Jakarta, Gatra.com - Demi mendorong peningkatan pasar tekstil di dalam negeri, Asosiasi Pertekstilan Indonesia (API) telah melakukan berbagai strategi. Diungkapkan Dewan Penasihat API, Ade Sudradjat Usman, salah satu strategi yang dilakukan adalah dengan mendorong restrukturisasi permesinan industri.
"Yang selama ini terjadi, hanya 16% dari seluruh industri yang meningkat. Jadi masih kecil. Bagaimana pun juga mesin kita dianggap sudah obsolete, sudah tua, kalo diatas 20 tahun. Bagaimana bisa bersaing dengan Tiongkok yang memiliki mesin serba canggih," Kata Ade saat dihubungi Gatra.com, Jumat (13/3).

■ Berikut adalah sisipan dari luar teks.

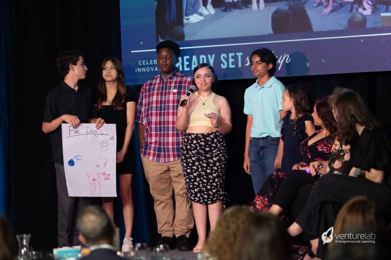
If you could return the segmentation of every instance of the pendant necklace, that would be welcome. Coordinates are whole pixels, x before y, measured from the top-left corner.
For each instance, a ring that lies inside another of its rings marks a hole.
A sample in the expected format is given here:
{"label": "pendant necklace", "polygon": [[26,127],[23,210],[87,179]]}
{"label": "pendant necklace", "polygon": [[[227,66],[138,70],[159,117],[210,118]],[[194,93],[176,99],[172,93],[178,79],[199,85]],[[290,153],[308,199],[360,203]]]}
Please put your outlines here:
{"label": "pendant necklace", "polygon": [[205,101],[204,101],[203,100],[202,100],[202,99],[201,99],[201,95],[199,94],[198,96],[199,98],[200,98],[200,99],[201,100],[201,102],[202,102],[203,106],[205,105],[205,102],[208,101],[208,100],[209,99],[209,98],[210,98],[211,95],[212,95],[212,93],[211,93],[210,94],[209,96],[208,96],[208,98],[206,99],[206,100]]}

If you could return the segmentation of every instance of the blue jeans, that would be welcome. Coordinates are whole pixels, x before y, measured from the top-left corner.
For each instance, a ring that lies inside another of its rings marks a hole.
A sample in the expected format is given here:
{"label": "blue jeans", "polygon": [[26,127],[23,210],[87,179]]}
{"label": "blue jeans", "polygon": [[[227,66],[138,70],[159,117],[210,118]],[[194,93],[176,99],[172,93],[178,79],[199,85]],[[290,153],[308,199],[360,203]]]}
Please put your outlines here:
{"label": "blue jeans", "polygon": [[252,137],[250,141],[250,171],[256,194],[267,176],[274,171],[274,160],[280,143],[279,137]]}

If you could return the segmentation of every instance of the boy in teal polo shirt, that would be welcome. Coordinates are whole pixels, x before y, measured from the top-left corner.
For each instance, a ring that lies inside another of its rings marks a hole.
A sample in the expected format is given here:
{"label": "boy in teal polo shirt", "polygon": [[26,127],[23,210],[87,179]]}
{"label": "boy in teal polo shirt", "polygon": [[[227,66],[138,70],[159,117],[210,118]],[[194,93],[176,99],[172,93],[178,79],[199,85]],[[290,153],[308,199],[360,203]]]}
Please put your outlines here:
{"label": "boy in teal polo shirt", "polygon": [[267,176],[280,169],[283,156],[280,136],[281,119],[286,114],[281,105],[285,87],[273,76],[276,63],[267,49],[251,54],[252,71],[258,79],[244,93],[247,124],[243,168],[251,175],[256,194]]}

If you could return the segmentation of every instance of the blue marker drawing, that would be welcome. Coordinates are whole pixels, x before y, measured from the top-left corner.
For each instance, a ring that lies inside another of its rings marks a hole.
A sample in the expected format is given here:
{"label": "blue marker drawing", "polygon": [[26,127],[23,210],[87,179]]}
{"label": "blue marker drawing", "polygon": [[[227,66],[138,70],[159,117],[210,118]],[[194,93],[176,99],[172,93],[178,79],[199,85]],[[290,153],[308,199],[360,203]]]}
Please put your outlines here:
{"label": "blue marker drawing", "polygon": [[73,166],[75,165],[75,161],[71,159],[69,161],[68,161],[68,165],[69,166]]}

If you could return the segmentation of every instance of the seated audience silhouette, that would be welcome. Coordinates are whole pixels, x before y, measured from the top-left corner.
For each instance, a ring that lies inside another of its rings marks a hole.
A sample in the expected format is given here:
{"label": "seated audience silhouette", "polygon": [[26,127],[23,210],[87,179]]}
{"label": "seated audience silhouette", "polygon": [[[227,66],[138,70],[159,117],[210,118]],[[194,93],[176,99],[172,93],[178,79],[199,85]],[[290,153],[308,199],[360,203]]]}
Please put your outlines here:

Peremajaan mesin itu,menurut Ade, dilakukan bersama pemerintah dalam menginisiasi program restrukturasi. Dimana program tersebut akan memberikan reimburse kepada industri yang melakukan restrukturisasi pada sektor mesinnya.
"Tapi, hasilnya cuma 16 persen. Karena antusiasme industri sendiri melihat keseriusan pemerintah. Pemerintah tidak merubah diri agar efisien. Karena Undang-Undangnya selama ini membelit dan bebannya terlalu berat. Makanya Industri menahan diri untuk restrukturisasi mesin. Menurut mereka, ngapain malakukan itu kalau tetap saja tidak bisa berdaya saing," jelas Ade.
"Ceritanya akan lain kalau Omnibud Law ini udah diketok DPR. Saya kira, pemerintah suka tidak suka harus menghidupkan kembali restrukturisasi untuk tahun 2021 secara masif dan besar-besaran," tambahnya.
Ditambahkan Ade, selama ini infustri yang gulung tikar selama 5 tahun akibat kelesuan industri tekstil memang banyak, namun hal itu juga dibarengi pertumbuhan industri yang tidak sedikit.
"Yang gulung tikar tidak sebanding dengan jumlah yang tumbuh. Yang tumbuh juga banyak. Misal, yang gulung tikar itu 10, yang tumbuh kembang itu 15. Begitulah ilustrasinya," papar Ade.
Dan meski pertumbuhan yang meningkat tidak membuat pemerintah harus sanfai dalam menggenjot kenaikan pasar tekstil. Apalagi, Industri tekstil diakui mantan Ketua API tersebut seolah mendapat pukulan telak kala melihat industri tekstil Vietnam berkembang pesat.
"Yang jadi pukulan, disalipnya performa ekspor kita oleh Vietnam. Itu adalah bukti bahwa kita tidak perform. Kita jadi pecundang, di mata global kita pecundang. Ekspor kita sampai kemarin baru 13 miliar, Vietnam itu udah 48 miliar. Kita harus sadar, bahwa kita harus berubah attitude nya sikap mental kita harus berubah," ungkapnya.